New event space caters to all

New+event+space+caters+to+all

Iman Khan

Student Affairs and the Center for Student Involvement opened a new multipurpose and versatile venue in the Marino Recreation Center called What’s Poppin’.

After pitching the idea for the pop-up space and having a few interactive activities, Emily Hardman, the director of student programming and communications, began building a calendar of events for the new space. Opening on Sept. 5, student organizations utilized the space for single-day events, maintaining the true sense a short-term “pop-up” event.

The location was previously an ATI Physical Therapy space. Once the business closed, Hardman took over the space, transforming it into What’s Poppin.

“[The Marino Center] opened up this space that there wasn’t really a solid plan in place for. So we in Student Affairs heard about this and we approached it as, ‘We don’t know what is going to happen to this place long-term, but we don’t want it to sit there and go unused because it’s such a prime location,” Hardman said.

Hardman said the pop-up space allows for a variety of students to come in and host different events that would be difficult to do in other areas on campus. Because of the space’s front-facing location on Huntington Avenue, Hardman finds it to be a perfect spot for community involvement and promoting events that would interest students.

“We’re trying to encourage student organizations and departments, and really anyone on campus to use the space in a way [to] do programming that’s open to everyone. We’re trying to avoid doing closed events that are sort of invitation-only. We want to make the space really accessible to everybody,” Hardman said.

Graduate student Rini Ghosh, a weekly programmer, also uses the venue on a day-by- day basis as a study space.

“I think it is a nice place for students to come and unwind. Also, the other places on campus seem too crowded or very utilitarian. This is more of a space where students can come and basically do anything,” Ghosh said. “They can come here and study together, they can come and catch up on the news or they can come here and just hang out, relax. I think that kind of space doesn’t exist on campus — where you can just take a break from everything.”

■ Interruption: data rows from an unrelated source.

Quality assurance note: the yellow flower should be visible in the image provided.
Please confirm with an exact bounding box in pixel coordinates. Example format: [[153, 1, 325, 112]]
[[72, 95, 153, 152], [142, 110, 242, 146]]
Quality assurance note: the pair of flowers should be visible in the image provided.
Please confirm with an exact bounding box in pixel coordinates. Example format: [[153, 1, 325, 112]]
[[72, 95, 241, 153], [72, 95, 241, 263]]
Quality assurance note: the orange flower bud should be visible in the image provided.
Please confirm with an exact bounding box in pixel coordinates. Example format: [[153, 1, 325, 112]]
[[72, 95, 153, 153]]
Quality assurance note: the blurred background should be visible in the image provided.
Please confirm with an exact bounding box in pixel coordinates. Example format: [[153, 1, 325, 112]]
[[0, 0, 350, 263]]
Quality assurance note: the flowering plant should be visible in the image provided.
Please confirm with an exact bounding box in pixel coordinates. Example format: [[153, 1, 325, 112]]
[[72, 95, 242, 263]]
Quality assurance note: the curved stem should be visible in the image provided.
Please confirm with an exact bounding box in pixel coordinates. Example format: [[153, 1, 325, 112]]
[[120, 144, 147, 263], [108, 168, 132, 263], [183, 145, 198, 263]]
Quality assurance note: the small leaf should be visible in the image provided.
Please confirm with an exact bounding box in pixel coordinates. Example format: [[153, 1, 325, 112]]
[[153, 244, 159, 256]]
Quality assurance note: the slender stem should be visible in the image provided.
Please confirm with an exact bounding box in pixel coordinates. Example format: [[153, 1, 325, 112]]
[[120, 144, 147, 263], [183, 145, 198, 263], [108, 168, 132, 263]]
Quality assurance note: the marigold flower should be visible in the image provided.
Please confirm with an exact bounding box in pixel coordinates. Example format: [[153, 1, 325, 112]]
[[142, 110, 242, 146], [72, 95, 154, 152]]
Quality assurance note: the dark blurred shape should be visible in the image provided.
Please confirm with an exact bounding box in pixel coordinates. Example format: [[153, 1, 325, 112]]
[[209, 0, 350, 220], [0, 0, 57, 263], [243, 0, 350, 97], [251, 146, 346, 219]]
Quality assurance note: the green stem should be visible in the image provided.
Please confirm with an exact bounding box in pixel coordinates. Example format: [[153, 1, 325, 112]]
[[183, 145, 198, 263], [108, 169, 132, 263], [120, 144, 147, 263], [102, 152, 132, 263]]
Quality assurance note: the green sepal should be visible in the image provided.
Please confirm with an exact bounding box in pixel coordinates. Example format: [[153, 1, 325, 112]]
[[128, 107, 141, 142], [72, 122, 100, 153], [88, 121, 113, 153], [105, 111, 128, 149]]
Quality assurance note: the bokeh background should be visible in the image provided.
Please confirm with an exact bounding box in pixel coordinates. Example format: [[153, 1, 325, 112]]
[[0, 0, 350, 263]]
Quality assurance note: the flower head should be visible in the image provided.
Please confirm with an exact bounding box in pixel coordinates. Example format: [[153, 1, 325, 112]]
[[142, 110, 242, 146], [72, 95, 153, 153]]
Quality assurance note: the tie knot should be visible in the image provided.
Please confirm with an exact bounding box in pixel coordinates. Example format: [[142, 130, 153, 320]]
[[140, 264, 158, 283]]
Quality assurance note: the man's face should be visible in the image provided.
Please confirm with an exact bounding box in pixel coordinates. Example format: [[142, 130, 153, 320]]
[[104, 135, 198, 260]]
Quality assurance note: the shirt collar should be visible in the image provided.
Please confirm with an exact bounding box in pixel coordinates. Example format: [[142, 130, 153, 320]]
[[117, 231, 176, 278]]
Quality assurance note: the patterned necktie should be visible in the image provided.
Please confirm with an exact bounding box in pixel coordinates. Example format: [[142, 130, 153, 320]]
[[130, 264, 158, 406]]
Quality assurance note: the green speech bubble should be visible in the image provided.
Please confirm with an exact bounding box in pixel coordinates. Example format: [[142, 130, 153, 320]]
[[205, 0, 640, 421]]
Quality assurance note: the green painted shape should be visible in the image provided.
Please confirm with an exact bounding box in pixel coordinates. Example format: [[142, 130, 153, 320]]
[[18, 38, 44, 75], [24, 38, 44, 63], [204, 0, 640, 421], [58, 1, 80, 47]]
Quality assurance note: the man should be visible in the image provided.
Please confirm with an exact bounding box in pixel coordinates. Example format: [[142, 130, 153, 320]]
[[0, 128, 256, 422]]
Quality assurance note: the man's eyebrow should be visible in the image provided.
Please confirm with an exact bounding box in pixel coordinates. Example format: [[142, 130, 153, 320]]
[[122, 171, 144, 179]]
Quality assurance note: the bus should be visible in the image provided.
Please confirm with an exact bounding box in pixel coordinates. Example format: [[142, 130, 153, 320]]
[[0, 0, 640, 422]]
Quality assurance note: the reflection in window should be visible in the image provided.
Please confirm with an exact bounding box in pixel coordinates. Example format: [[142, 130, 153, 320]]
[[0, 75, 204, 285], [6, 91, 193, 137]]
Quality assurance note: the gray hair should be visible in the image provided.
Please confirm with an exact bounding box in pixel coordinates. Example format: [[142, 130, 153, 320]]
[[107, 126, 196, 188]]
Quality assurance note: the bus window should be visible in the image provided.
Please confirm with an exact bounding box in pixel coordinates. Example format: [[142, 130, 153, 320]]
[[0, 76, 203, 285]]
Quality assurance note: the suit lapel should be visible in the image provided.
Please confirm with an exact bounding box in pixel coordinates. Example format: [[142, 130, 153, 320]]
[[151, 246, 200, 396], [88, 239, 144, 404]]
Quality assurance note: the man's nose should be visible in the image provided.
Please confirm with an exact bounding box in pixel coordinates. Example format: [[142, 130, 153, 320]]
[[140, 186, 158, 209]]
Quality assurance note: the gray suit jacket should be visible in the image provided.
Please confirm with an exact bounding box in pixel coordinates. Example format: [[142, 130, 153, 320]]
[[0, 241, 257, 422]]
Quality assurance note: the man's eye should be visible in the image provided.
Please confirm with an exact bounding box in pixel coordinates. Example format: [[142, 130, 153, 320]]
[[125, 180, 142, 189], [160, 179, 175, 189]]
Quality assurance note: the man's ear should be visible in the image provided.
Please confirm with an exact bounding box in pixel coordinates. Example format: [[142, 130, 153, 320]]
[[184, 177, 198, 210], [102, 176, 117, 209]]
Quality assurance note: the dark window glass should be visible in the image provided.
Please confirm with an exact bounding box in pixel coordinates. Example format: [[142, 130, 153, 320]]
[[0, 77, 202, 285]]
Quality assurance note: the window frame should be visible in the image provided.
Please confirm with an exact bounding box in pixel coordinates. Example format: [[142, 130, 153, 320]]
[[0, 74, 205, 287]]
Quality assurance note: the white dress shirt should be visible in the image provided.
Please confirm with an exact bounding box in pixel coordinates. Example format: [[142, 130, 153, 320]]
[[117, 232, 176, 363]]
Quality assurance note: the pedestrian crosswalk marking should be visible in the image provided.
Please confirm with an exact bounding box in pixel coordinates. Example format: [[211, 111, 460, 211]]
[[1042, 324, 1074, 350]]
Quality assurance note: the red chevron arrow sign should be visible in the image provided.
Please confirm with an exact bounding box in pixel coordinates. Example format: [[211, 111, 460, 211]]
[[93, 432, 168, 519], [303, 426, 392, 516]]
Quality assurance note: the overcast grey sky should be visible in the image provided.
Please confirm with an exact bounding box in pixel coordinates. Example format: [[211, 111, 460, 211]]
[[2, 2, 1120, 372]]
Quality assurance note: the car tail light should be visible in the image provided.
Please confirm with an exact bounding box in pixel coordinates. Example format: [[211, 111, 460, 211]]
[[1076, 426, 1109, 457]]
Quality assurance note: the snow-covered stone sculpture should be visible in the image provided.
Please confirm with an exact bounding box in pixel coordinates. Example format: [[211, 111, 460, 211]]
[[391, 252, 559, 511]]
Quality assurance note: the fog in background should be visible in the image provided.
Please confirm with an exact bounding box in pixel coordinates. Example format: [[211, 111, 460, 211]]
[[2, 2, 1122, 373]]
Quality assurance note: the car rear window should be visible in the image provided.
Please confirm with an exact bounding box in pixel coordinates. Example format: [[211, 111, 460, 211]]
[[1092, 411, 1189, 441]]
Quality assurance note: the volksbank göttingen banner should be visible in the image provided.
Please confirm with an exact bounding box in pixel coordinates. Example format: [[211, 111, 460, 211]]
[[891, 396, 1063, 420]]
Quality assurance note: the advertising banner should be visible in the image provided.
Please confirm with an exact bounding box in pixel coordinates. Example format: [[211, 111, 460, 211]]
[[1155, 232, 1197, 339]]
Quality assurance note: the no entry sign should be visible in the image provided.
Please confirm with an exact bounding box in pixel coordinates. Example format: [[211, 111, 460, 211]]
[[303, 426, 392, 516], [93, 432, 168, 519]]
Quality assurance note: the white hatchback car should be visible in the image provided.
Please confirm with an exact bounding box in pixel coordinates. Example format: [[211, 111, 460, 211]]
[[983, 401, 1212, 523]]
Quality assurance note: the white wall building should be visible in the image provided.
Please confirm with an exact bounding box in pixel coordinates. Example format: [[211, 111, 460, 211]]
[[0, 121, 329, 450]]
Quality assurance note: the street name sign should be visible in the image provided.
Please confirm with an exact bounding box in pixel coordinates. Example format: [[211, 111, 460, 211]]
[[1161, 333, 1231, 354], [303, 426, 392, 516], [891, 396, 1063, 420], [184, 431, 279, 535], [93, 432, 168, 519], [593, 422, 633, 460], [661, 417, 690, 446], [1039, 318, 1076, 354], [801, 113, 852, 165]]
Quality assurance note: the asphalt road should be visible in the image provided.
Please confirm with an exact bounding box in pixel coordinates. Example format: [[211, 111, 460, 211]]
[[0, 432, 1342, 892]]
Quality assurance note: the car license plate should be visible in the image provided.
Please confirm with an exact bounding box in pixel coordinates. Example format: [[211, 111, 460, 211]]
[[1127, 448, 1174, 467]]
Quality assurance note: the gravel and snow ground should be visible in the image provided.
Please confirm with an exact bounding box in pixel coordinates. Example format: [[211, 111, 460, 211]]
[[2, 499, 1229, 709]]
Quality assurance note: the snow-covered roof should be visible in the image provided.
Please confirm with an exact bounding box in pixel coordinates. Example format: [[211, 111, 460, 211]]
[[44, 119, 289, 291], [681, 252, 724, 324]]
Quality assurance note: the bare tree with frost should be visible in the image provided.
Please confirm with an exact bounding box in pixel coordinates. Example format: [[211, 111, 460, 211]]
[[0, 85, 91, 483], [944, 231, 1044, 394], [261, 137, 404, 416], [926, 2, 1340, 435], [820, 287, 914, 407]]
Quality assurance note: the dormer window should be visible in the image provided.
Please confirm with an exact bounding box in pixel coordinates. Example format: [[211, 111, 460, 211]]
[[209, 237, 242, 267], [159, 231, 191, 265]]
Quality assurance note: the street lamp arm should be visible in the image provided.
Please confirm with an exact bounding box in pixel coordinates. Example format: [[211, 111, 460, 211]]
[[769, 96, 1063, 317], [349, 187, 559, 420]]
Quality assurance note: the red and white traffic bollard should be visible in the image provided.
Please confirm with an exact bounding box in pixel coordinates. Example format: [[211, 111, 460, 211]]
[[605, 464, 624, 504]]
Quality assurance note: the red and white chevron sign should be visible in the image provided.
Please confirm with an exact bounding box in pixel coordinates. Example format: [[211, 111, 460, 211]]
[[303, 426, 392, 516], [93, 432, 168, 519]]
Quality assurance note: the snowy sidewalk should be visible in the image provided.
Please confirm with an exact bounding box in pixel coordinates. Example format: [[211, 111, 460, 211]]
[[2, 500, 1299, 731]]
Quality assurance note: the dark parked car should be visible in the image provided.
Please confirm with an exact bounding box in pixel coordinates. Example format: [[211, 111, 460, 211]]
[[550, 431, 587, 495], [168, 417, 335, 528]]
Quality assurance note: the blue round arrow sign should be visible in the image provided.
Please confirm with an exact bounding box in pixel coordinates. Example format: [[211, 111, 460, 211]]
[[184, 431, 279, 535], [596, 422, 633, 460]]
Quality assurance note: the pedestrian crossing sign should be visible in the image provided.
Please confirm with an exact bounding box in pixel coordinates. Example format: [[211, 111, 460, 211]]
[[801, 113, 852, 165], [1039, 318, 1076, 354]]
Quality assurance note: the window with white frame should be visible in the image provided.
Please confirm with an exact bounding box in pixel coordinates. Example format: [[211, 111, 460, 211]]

Over the past month, Hardman’s team, as well as other student organizations like the Student Government Association, or SGA, held events at What’s Poppin’. The SGA hosted a voter registration event at the location on the nationwide registration day Sept. 25. The What’s Poppin’ staff will also be hosting more group events in the space, such as Northeastern University Police Department training sessions and Green Line Records performances.

Every Wednesday Ghosh organizes Do It Yourself crafts such as decorated tiles and bamboo plantings.

Although the new space is open, Hardman is still understaffed. Thus far, three work-study students manage the venue, including Kathleen Ballard, a third-year pharmacy major, who became involved through an event that the SGA held in the new space.

“Right now, I think it’s very fluid in what it can be used for,” Ballard said. “So, we’ll have organizations reach out to us and host their events, we’ll have our own events …Then, on a normal day to day, we’ll have normal private rooms open for studying, we’ll have lounge space, a microwave in the back for students to come and just hangout and eat food. It’s whatever students want.”

In order to make the space more functional, Hardman and the managers hope to get feedback from students so that the space can cater to them.

“I like people asking ‘What is this?’ and me explaining, ‘It’s anything you want it to be.’ If you want to eat your lunch here, if you want to have a group project meeting over there, if you want to just chill,” Ballard said. “A girl came in and napped on the couch for an hour and said that was really critical for her; Having students come in and understand and that it’s anything they want it to be for them.”

Fellow manager Lauren Skirball, a second-year politics, philosophy and economics major, said students can use the space in ways that they might not be able to find in other areas on campus.

“We have all those study rooms and you don’t have to reserve them to use them,” Skirball said. “You can just walk in and use it whenever. Whereas in Snell, to get a private space, it’s really hard. You have to go online and rent a space. This is just much more accessible.”

Skirball emphasized the importance of bringing the community together at What’s Poppin’.

“I am really excited to see all the different people that it brings in,” Skirball said. “I know that there’s gonna be a lot of different organizations on campus bringing all sorts of different people and events, and I think it’ll be great to see how the spaces mesh all the communities at Northeastern and foster intergroup interactions.”